The most violent conflict happened a few days later in reaction to the continuing war in Cambodia and the Kent State Shootings in Ohio that had left four students dead. Around 8000 protestors and 5000 policemen occupied the space in front of the building, which had been reinforced with barbed wire and other barriers due to heightened security concerns. Some of the more militant protestors tried to charge through the barriers with bottles, stones, and other weapons. The police held back the protestors with water hoses. During the incident a civil servant took out his gun and fired three shots, injuring an innocent bystander and a colleague. In total, 44 people were arrested and 231 policemen and an unknown number of demonstrators were injured.

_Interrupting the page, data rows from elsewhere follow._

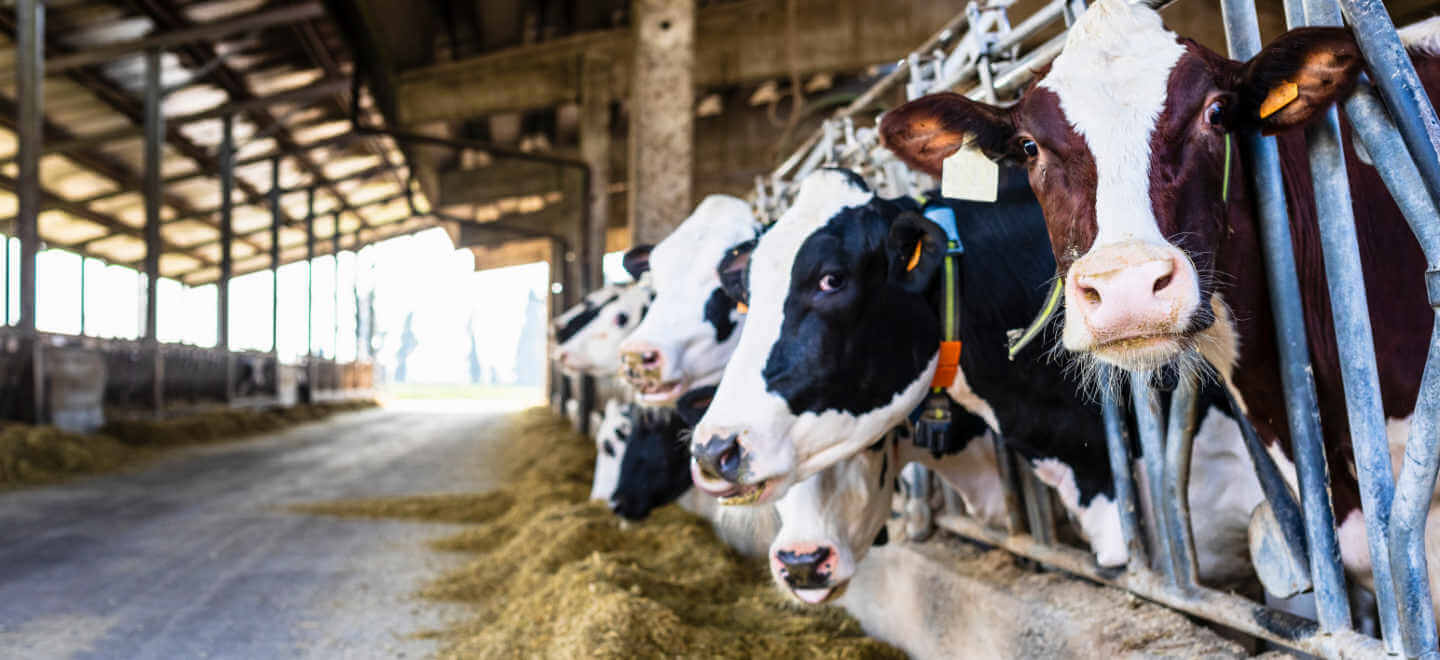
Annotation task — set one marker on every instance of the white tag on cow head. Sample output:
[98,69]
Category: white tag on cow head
[969,175]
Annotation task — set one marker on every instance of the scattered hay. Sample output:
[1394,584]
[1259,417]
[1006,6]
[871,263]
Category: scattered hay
[32,456]
[556,575]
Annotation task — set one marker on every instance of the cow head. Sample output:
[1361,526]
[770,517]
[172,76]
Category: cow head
[609,448]
[828,523]
[691,326]
[840,340]
[655,467]
[1125,141]
[588,336]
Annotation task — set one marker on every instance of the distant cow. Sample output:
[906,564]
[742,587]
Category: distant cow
[693,324]
[588,336]
[611,438]
[843,337]
[1126,141]
[828,522]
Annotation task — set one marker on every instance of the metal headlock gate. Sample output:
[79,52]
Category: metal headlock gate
[1298,549]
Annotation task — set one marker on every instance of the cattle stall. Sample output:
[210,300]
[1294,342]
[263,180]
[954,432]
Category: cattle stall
[1293,542]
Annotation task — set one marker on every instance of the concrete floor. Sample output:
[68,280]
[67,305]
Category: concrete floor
[196,555]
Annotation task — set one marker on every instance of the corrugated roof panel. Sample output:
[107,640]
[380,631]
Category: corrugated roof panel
[120,248]
[189,232]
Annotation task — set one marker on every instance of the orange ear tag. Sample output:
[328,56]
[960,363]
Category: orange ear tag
[1279,98]
[915,258]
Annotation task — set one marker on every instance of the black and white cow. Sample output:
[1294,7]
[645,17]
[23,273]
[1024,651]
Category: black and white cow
[843,340]
[588,336]
[828,522]
[693,324]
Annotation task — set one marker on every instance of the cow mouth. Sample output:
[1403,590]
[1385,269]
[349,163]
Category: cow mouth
[726,492]
[1142,352]
[654,392]
[821,595]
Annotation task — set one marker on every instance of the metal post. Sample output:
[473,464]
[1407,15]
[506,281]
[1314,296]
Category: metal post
[1180,441]
[275,222]
[1398,84]
[1152,446]
[222,335]
[82,296]
[154,137]
[1119,447]
[1243,35]
[310,296]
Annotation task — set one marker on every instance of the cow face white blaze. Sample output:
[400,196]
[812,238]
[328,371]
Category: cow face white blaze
[825,363]
[589,335]
[609,450]
[830,520]
[1132,293]
[691,326]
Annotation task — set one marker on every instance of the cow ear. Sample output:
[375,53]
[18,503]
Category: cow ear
[1298,77]
[693,405]
[928,130]
[637,260]
[732,271]
[916,248]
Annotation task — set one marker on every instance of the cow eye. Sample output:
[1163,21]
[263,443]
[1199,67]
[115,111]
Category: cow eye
[1216,113]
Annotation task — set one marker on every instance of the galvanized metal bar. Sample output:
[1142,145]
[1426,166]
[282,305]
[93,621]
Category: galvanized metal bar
[154,140]
[1400,85]
[1377,134]
[1180,441]
[1229,610]
[1119,450]
[1381,141]
[30,91]
[277,218]
[1410,509]
[82,294]
[222,332]
[1243,33]
[1152,446]
[1040,510]
[1008,479]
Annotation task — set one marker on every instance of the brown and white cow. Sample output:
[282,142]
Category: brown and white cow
[1125,141]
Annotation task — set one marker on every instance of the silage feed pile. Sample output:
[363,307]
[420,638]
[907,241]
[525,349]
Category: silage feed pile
[553,575]
[32,456]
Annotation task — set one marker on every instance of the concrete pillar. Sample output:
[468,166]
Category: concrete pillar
[595,150]
[661,117]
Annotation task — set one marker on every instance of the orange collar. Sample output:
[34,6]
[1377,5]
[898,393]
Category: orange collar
[949,365]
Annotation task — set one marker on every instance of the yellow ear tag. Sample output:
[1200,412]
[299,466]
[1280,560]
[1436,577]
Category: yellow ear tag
[915,258]
[1279,98]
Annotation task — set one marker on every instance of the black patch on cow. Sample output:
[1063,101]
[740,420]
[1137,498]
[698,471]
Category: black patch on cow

After the turbulent and controversial events of the 1960s the role and activity of the Amerika Haus changed over the subsequent two decades. The fading of the hippie movement during the 1970s and the withdrawal of American troops from Vietnam from 1973 to 1975 ensured that no further large-scale protests took place. The building shifted its focus to the portrayal and reflection of American popular culture, as symbolized by the Hollywood film industry and pop music, which was increasingly popular worldwide.

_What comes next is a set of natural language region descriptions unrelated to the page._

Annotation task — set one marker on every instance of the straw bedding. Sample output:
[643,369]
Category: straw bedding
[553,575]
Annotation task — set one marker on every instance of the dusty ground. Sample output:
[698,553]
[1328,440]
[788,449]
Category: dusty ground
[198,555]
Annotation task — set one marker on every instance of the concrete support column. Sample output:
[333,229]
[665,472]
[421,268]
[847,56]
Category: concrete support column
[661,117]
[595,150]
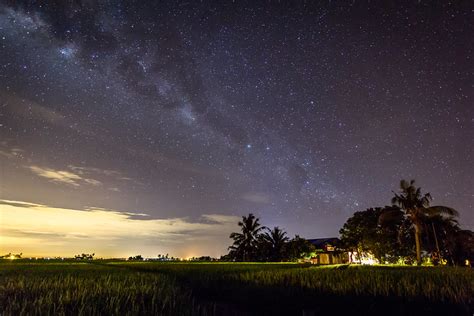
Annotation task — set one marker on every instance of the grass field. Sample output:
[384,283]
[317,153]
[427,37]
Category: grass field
[124,288]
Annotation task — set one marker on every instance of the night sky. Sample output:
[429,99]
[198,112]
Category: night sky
[158,124]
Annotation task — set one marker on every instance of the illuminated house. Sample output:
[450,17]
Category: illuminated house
[327,251]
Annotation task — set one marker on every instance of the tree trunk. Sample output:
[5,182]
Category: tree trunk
[418,243]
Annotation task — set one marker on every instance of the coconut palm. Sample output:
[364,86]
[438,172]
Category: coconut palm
[245,243]
[416,207]
[275,239]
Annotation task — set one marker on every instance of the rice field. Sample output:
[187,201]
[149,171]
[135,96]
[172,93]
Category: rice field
[142,288]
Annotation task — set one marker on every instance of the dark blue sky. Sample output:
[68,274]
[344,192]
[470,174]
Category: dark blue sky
[301,114]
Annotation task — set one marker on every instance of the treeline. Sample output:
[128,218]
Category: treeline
[408,231]
[255,242]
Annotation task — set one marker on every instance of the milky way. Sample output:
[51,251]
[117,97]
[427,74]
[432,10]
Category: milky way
[301,114]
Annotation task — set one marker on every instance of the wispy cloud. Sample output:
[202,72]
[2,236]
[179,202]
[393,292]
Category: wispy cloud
[37,229]
[63,176]
[77,176]
[9,151]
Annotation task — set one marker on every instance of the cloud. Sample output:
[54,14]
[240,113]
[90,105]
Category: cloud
[37,229]
[63,176]
[77,176]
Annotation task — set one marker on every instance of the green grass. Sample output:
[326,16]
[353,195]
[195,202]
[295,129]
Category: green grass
[230,289]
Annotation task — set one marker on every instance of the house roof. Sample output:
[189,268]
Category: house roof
[321,242]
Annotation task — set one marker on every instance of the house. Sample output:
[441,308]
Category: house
[328,251]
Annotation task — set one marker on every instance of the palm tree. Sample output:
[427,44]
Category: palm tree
[276,240]
[245,243]
[416,207]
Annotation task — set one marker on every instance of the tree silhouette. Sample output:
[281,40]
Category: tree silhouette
[246,242]
[274,241]
[416,207]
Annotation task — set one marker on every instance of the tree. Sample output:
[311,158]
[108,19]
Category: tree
[245,243]
[273,242]
[416,207]
[297,248]
[363,232]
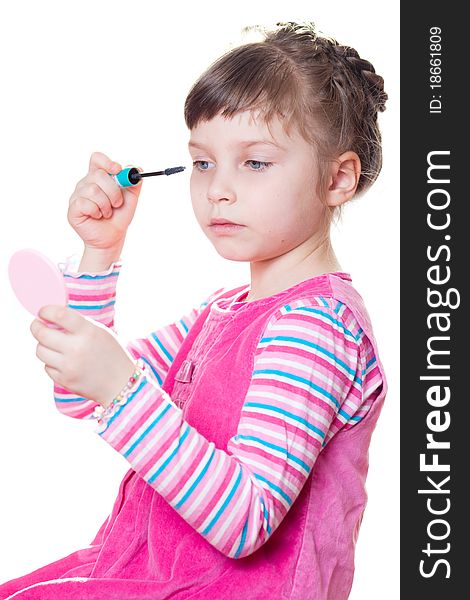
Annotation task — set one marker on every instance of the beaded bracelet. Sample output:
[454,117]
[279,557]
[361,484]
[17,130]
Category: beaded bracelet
[102,414]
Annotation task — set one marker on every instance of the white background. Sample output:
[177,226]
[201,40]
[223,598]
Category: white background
[112,76]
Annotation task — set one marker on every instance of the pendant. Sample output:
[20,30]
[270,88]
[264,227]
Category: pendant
[185,372]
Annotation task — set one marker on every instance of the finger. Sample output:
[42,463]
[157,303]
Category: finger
[50,338]
[64,316]
[95,193]
[98,160]
[88,208]
[49,357]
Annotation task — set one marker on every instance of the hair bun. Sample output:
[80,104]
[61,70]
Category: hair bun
[373,82]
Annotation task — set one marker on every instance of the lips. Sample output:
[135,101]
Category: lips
[223,222]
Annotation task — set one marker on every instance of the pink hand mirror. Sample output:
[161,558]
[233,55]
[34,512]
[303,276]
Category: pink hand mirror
[36,281]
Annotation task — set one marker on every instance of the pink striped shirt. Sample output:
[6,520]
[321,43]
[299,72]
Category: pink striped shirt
[314,373]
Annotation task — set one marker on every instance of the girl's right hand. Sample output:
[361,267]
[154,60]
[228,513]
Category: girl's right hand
[100,211]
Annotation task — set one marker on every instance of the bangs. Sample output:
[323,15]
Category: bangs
[254,78]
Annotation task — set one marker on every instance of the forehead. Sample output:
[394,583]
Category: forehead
[242,130]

==The Amerika Haus following the fall of the Berlin Wall==
The Amerika Haus was an operation of the USIA for most of its history. Up until the fall of the Berlin Wall The Amerika Haus in Berlin was to a certain degree under the umbrella of the U.S. Mission in Berlin. Amerika Haus began reporting through the newly created American Embassy Office Berlin (a satellite of the Embassy in Bonn), and its Principal Officer when this new entity came into being in the early 1990s. In 1999 the USIA was merged into the State Department and as a result the Amerika Haus became an arm of the Public Diplomacy cadre of the U.S. State Department and put more firmly under the authority of the Principal Officer in Berlin. Later, in 1998, when the Embassy Office became the full-fledged Embassy newly relocated to Berlin, the Amerika Haus was more directly under the authority of the Ambassador, now resident in Berlin.

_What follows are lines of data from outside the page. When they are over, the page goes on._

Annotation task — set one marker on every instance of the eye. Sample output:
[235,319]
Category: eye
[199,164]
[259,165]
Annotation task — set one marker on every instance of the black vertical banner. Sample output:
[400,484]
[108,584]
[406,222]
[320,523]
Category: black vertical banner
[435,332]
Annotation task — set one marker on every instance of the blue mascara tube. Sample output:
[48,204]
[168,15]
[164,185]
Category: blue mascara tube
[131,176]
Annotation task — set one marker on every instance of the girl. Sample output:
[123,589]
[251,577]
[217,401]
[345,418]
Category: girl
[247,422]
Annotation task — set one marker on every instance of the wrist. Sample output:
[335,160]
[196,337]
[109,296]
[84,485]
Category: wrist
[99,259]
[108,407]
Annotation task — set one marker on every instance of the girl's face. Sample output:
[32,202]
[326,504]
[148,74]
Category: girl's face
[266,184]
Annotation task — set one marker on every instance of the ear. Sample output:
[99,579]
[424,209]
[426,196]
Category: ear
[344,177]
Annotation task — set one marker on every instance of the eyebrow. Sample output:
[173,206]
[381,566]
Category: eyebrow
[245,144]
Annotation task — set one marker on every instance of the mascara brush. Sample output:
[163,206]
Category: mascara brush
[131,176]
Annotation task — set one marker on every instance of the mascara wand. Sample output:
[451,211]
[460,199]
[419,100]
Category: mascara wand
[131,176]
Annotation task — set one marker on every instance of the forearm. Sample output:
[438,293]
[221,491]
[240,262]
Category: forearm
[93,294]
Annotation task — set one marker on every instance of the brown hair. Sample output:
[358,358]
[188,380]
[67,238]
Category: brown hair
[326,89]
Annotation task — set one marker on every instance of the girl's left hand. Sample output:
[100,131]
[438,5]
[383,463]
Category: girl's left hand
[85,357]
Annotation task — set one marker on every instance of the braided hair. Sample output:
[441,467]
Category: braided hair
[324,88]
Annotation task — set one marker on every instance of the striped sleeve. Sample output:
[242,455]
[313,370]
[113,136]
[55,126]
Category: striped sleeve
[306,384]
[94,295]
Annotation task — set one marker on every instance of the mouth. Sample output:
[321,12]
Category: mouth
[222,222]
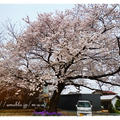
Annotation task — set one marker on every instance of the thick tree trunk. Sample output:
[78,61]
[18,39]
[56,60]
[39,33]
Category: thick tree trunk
[52,106]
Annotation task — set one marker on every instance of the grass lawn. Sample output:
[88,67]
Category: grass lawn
[16,112]
[29,112]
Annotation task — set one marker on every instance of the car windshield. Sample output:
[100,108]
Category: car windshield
[83,104]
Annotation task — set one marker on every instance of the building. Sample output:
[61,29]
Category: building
[107,100]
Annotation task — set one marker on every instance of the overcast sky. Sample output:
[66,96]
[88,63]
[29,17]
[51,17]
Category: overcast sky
[16,12]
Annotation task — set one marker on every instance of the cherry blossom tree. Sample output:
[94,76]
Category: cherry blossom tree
[73,47]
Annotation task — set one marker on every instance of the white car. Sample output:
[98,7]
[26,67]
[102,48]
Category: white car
[84,108]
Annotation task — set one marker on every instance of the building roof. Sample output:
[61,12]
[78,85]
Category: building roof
[107,97]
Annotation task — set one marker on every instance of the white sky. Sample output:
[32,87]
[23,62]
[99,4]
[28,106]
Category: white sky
[16,12]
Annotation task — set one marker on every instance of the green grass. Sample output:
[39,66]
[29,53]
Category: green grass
[16,112]
[29,112]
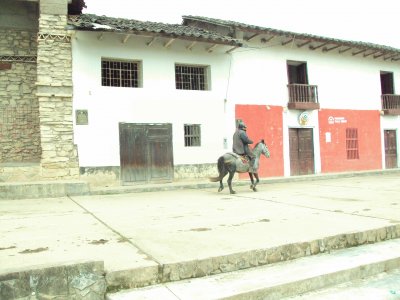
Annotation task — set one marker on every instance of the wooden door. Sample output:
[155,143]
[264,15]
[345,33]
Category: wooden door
[146,153]
[301,151]
[390,149]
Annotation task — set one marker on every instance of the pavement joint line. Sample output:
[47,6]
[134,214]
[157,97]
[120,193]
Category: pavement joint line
[314,208]
[117,232]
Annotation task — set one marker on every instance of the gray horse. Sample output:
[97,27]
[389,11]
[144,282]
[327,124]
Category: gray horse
[231,163]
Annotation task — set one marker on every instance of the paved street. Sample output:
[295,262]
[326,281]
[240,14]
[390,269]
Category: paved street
[146,230]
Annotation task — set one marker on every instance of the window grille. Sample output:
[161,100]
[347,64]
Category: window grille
[120,73]
[352,143]
[192,135]
[191,77]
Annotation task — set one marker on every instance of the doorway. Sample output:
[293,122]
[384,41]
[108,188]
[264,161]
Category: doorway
[301,146]
[145,153]
[390,149]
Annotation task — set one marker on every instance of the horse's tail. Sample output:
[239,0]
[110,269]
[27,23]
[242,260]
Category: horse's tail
[221,168]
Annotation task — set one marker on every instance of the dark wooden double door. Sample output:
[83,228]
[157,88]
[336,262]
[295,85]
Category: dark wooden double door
[301,146]
[145,153]
[390,149]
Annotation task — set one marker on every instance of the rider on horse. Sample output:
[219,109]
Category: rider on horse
[241,143]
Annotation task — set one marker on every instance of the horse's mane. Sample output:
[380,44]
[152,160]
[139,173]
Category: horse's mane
[260,142]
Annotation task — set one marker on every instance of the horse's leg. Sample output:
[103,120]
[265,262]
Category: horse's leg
[257,181]
[252,180]
[221,185]
[231,174]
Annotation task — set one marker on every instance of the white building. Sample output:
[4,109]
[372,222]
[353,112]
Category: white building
[155,102]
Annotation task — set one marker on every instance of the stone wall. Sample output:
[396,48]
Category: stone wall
[79,281]
[54,92]
[19,114]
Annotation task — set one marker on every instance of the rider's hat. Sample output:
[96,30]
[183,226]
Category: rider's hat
[242,125]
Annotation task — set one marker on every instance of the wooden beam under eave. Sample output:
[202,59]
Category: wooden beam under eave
[368,54]
[379,55]
[167,44]
[125,39]
[211,49]
[252,37]
[358,52]
[390,56]
[344,50]
[326,49]
[303,44]
[148,44]
[190,47]
[230,50]
[264,40]
[288,41]
[319,46]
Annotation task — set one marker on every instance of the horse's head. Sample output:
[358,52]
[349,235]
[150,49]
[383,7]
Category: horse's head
[264,149]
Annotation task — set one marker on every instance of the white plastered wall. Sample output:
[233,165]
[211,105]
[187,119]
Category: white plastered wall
[157,101]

Following the peaceful revolution and the fall of the Berlin Wall in 1989 many commentators questioned the role the institution could play in a united Germany and a post-Cold War Europe. The geo-political shift that took place in 1989, however, generated a high demand for further information on US politics and culture. The Amerika Haus became a meeting place for politicians, economists, scientists, and businessmen from across Europe. Another factor in the eventual demise of the Amerika Haus were the stricter security standards of the U.S. Department's Diplomatic Security Service, as opposed to the standards of the former parent agency USIA. The location, layout and design of the Amerika Haus did not lend itself to these new standards.

The identity of the Amerika Haus as a symbol of the United States for Berliners was reaffirmed following the terrorist attacks that took place on September 11, 2001. Although they viewed events from a distance, many Berliners felt compelled to display their sympathy for the American citizens. In a public outpouring of emotion, thousands of citizens laid flowers in front of the building in a show of solidarity, a stark contrast to the events of the 1960s.

On September 25, 2006, almost 60 years after the institution had been established, the Amerika Haus Berlin was closed and the building returned to the city of Berlin by the US Ambassador William R. Timkin Jr. Following this closure, a number of organizations and individuals in civil society campaigned to revive the building. In September 2008, the doors of the Amerika Haus were reopened for an event series "How will America Vote?" and in January 2009 "Black History Month in Berlin 2009".

In 2014, the gallery C/O Berlin relocated from the Postfuhramt to the Amerika Haus, where they host photography exhibitions. In 2015, C/O Berlin was awarded the Berlin BDA Prize (Bund Deutscher Architekten) for its sensitive refurbishment and revitalization of the building.